Qualitative Analysis. To qualitatively compare the performance of our method against others, we visualize the segmentation masks. In Fig. 2, we compare our method with vanilla SAM in which the dot prompts for each gland are provided (shown in black asterisks). Without fine-tuning, SAM lacks significant knowledge about the semantics in the pathology images. It frequently segments the entire image as a single object (these instances are filtered out in the figure), or segments the white region within the gland as an object. However, our class prompts allow us to fine-tune SAM, thereby enabling the learning of semantic information from the training data. This leads to substantial improvement in performance. Also, the visualizations of vanilla SAM and vanilla SAM with post-processing are illustrated in Supplementary Fig. 1. Figure 3 further illustrates that in the BCSS dataset, our method with the pathology encoder outperforms its counterpart that lacks the pathology encoder. This is particularly evident in distinguishing between semantic classes like stroma and necrosis. For the vanilla SAM shown in Fig. 3, since the BCSS dataset is a semantic segmentation dataset without instance labels, we deploy the “segment everything” function of SAM. This function densely samples dots within the image to create segment instances.

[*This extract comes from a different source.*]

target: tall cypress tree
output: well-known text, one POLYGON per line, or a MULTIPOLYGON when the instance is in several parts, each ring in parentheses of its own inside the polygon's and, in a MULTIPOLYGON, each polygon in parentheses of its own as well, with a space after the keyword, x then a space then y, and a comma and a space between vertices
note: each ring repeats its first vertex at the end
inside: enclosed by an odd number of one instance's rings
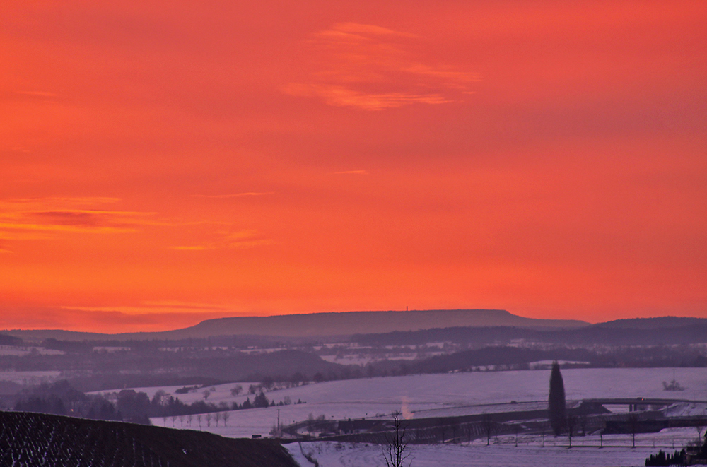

Ablation Study. We conduct an ablation study to evaluate the influence of two loss weight values, \(\alpha \) and \(\beta \), on our model’s performance, where \(\alpha \) is the loss weight controlling the dice loss and focal loss and \(\beta \) is the loss weight controlling the IOU loss. Figure 4 presents the results, indicating the optimal values of \(\alpha \) and \(\beta \) for the two datasets. Specifically, Fig. 4 (left) reveals that an \(\alpha \) value of 0.25 yields the best performance for the BCSS dataset and an \(\alpha \) value of 0.125 yields the best performance for the CRAG dataset. Similarly, Fig. 4 (right) shows that a \(\beta \) value of 0.0625 leads to optimal results for the BCSS dataset and the best \(\beta \) value for the CRAG dataset is 0.

Fig. 4.
figure 4

Ablation study on the choice of two loss weights: \(\alpha \) and \(\beta \)

4 Conclusion

In this paper, we introduced a novel fine-tuning approach using trainable class prompts to identify classes in segmentation tasks using SAM. Furthermore, we proposed the integration of a pathology encoder to incorporate more domain-specific knowledge. We evaluated our approach on two pathology segmentation datasets, demonstrating that our method facilitates semantic segmentation without the need for manually inputted prompts and the pathology encoder consistently yielded improvements in Dice and IOU scores. Our approach indicates the promising potential of SAM for pathology semantic segmentation tasks. In future research, we plan to explore its potential in pathology panoptic segmentations.